I cut the vegetables into small bite-sized pieces as I wanted them mostly left whole in the soup. I chopped 1 medium onion, 2 medium-large carrots, 1 stick of celery, 2 small peeled potatoes and 1 small clove of garlic. I melted about a tablespoon butter with same amount of olive oil in a saucepan then added the onion, garlic and about 1/2 teaspoon chilli flakes.
I gently cooked these until the onion was beginning to go transparent but not brown. Then I added the other chopped vegetables and continued to cook gently till softening. This gentle cooking before adding liquid deepens the flavour of the soup. Meanwhile, I was defrosting the tub of chicken stock (500ml) ready to add to the pan. I was immediately reminded of the Jewish Chicken Soup that is credited with many health-giving properties. The Food Doctor, Ian Marber, in his Healing Foods for Mind and Body says chicken is a mild antibiotic and helps break down mucus so it makes sense it’s good for a cold. I remember when I first moved to my current home six years ago and my son was living here and had flu and was too ill to move from his bed, his friend Rob raided some genuine Jewish chicken soup from his mother’s freezer (though I think with Miriam’s consent!) and brought it round to Jonathan. It was absolutely delicious (I managed to sneak the tiniest taste) and such a kind gesture and really – assuming you’re not a vegetarian! – can anything be better to help restore health? I didn’t have any chicken to add to my soup but there were still going to be plenty of good things in it, and the stock was rich and full of wonderful flavour.
Next up I skinned, deseeded and chopped a large tomato that was lurking, somewhat sadly, in my fridge and needed using up. I chopped a large handful of fresh herbs – there’s little left in the garden but I found some thyme and had parsley and basil in the kitchen. Once the vegetables in the pan were tender – but still retaining their shape – I added the hot stock, tomato and herbs and let it all gently bubble together for just a couple of minutes. I tasted to check seasoning – I didn’t want to add salt until the end as the stock was seasoned. Then I blended it very briefly with my hand blender – just enough to thicken slightly but so at least half the vegetables were still whole.
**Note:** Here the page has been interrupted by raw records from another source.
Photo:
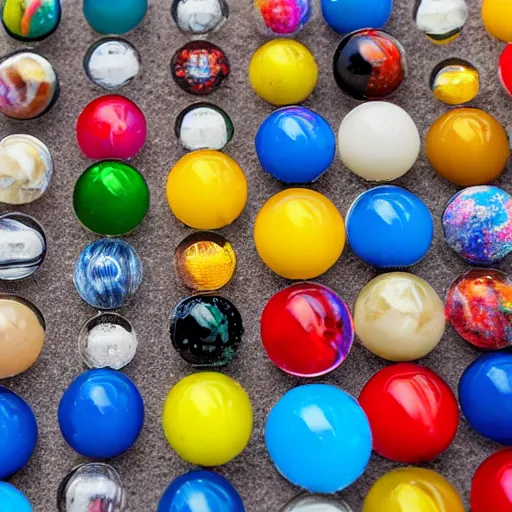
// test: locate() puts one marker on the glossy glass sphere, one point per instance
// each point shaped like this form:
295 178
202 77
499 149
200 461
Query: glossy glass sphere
318 438
299 234
213 492
295 145
89 487
485 401
378 141
18 434
220 411
105 428
111 198
413 413
389 227
307 330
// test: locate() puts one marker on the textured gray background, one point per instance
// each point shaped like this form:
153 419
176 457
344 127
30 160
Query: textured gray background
151 464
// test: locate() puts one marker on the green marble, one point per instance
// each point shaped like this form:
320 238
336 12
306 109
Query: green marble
111 198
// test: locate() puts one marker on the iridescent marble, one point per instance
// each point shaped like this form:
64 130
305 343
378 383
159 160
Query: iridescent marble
22 246
199 17
112 63
28 85
107 340
92 487
26 168
108 272
477 224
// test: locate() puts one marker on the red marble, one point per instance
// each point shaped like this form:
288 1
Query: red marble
413 413
111 126
307 330
491 489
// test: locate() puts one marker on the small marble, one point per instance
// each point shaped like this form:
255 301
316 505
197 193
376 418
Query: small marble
91 487
107 340
108 272
22 333
112 63
203 126
399 317
22 246
29 86
199 17
26 167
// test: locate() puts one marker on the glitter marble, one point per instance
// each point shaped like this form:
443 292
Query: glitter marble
477 224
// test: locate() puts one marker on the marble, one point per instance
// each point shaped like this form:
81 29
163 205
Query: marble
112 63
206 330
399 317
108 273
26 168
199 18
221 412
22 246
205 261
107 340
18 435
31 20
91 487
29 86
22 335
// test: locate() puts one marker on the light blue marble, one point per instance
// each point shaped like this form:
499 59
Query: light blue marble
107 273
I think there’s something more heartening and soothing in a thicker soup.
Now it was all ready to eat. I’d ventured out briefly to buy fresh bread from the Twickenham Farmers’ Market where there’s an Exeter Street Bakery stall that sells fabulous ‘Integrale’ bread. (They also sell fabulous fresh panettone but I managed to resist those.) With a couple of thick slices of this wonderful bread, some good French butter and a large bowl of my gorgeous but simple vegetable soup, I had a very soothing and warming lunch that will hopefully set me on the road to recovery … though you really don’t need a cold to enjoy it! … and there’s plenty left over for tomorrow’s lunch too.